IBM InfoSphere Streams Version 4.1.0

Developing streams processing applications with consistent regions

Because of business requirements, some applications require that all tuples in an application are processed at least once. You can use a consistent region in your streams processing applications to avoid data loss due to software or hardware failure and meet your requirements for at-least-once processing.

A consistent region is a subgraph where the states of the operators become consistent by processing all the tuples and punctuation marks within defined points on a stream. This enables tuples within the subgraph to be processed at least once. The consistent region is periodically drained of its current tuples. All tuples in the consistent region are processed through to the end of the subgraph. In-memory state of operators are automatically serialized and stored on checkpoint for each of the operators in the region.

If any operator in a consistent region fails at run time, InfoSphere® Streams detects the failure and triggers the restart of the operator and the reset of the region. In-memory state of operators are automatically reloaded, and deserialized on reset of the operators.

The capability to drain the subgraph, which is coupled with start operators that can replay their output streams, enables a consistent region to achieve at-least-once processing.

A stream processing application can be defined with zero, one, or more consistent regions. You can define the start of a consistent region with the @consistent annotation on an operator. InfoSphere Streams then determines the scope of the consistent region automatically, but you can reduce the scope of the region with the @autonomous annotation. Your application must include one new JobControlPlane operator that coordinates the draining and resetting of the operators in the consistent regions.

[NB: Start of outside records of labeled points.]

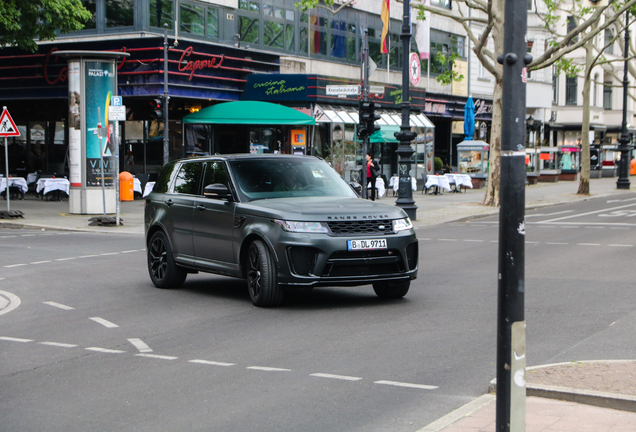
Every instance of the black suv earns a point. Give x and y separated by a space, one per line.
279 221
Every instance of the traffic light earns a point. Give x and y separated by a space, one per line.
367 119
156 112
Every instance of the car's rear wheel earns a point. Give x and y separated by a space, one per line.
164 271
391 289
261 276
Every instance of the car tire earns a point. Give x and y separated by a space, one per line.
394 289
262 281
164 271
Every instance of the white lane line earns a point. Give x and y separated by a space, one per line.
268 369
59 305
211 363
342 377
105 350
58 344
399 384
104 322
140 345
10 339
14 302
157 356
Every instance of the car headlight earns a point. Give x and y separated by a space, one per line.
402 224
303 227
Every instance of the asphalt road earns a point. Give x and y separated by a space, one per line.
87 342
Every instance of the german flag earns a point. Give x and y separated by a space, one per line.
385 25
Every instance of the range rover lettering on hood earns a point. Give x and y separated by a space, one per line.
357 217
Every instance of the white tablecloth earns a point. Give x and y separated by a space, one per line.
18 182
148 188
460 180
47 185
379 185
437 180
394 183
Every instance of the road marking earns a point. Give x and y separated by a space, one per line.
10 339
59 305
268 369
14 302
211 363
342 377
104 322
157 356
105 350
399 384
58 344
140 345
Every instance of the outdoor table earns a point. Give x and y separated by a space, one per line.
47 185
439 181
459 180
394 183
379 186
148 189
14 182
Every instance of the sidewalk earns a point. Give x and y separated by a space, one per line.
566 394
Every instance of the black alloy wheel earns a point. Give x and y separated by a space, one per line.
164 271
392 289
261 276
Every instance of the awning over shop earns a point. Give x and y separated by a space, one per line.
249 112
348 115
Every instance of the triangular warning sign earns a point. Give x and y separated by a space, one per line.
7 125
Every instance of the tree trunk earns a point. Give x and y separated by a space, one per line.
494 170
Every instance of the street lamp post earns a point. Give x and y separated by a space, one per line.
405 135
623 147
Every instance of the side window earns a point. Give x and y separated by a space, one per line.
163 180
216 172
188 179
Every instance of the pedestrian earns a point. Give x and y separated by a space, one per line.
373 172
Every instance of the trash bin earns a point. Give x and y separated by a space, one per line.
126 186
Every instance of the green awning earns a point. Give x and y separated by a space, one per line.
249 112
386 134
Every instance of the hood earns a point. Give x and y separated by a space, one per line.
322 209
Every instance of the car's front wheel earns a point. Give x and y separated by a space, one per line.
261 276
164 271
391 289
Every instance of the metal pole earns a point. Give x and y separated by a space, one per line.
166 98
6 173
365 98
511 335
623 167
405 135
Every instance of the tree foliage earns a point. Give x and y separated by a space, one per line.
23 22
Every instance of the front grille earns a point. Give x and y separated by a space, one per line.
361 227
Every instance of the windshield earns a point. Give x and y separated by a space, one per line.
287 177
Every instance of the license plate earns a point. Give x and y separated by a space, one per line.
366 244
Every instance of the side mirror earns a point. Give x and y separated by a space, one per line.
217 191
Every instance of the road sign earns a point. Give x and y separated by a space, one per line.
414 68
344 90
7 125
117 113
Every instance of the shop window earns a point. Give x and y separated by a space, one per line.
191 19
571 84
120 13
607 95
91 6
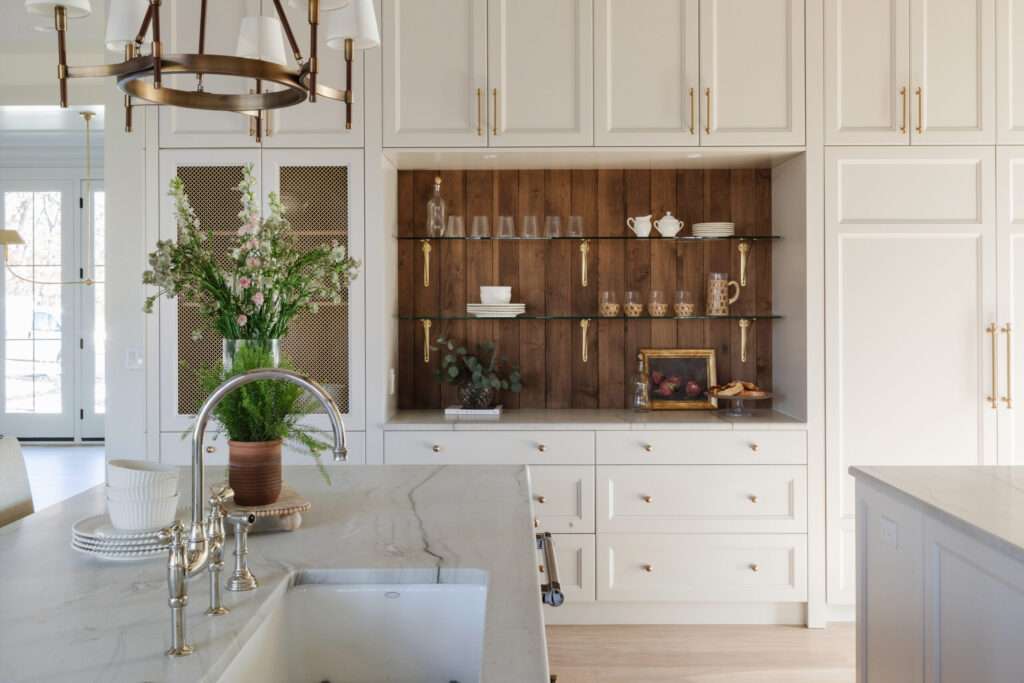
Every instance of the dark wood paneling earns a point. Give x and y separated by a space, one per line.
545 275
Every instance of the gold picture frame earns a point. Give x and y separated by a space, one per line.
678 379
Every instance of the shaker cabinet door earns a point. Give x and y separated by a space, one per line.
646 85
541 73
867 72
435 73
752 72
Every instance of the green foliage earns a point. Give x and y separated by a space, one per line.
481 370
263 411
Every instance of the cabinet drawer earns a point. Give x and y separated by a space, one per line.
489 447
702 447
576 556
651 567
723 499
563 498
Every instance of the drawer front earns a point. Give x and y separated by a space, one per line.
712 499
652 567
576 554
702 447
489 447
563 498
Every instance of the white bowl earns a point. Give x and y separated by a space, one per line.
496 294
138 473
140 515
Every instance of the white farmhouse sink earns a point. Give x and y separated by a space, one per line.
327 627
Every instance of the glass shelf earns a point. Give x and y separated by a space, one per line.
595 316
680 238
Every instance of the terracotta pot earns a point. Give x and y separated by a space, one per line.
254 471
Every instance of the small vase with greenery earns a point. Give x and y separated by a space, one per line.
479 376
258 418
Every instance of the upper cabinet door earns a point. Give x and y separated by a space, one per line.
952 72
867 72
435 73
541 72
320 124
752 72
647 80
180 127
1010 66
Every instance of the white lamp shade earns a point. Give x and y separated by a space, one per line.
76 8
357 23
262 38
123 23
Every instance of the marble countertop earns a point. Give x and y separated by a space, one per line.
584 419
66 616
985 502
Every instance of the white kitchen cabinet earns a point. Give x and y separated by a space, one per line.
646 82
541 72
435 73
910 256
752 72
867 72
952 72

When a subgraph is a consistent region, InfoSphere Streams enables the operators in that region to drain and reset. When a region is draining, it establishes logical divisions in the output streams of each operator in the region. A drain is successful when all operators in the region establish a logical division in their output streams, and when all tuples before the logical division are processed in their input streams. If a drain is successful, it means that all operators in the region consumed all input streams up until the established logical division. While the region is draining or resetting, operators in the region that completed their draining or resetting cannot submit new tuples. This behavior means that the tuple flow within the subgraph briefly stops while the region is draining or resetting.

Operators in a consistent region do not process or submit final punctuation markers. When final markers are received or submitted, that punctuation is silently dropped by the InfoSphere Streams instance.

Note: Applications with consistent regions must use the TCP transport.
Note: Processing Elements with operators that reside in a consistent region startup with a Java virtual machine. As a result, applications with consistent regions are expected to consume more memory than applications without consistent regions.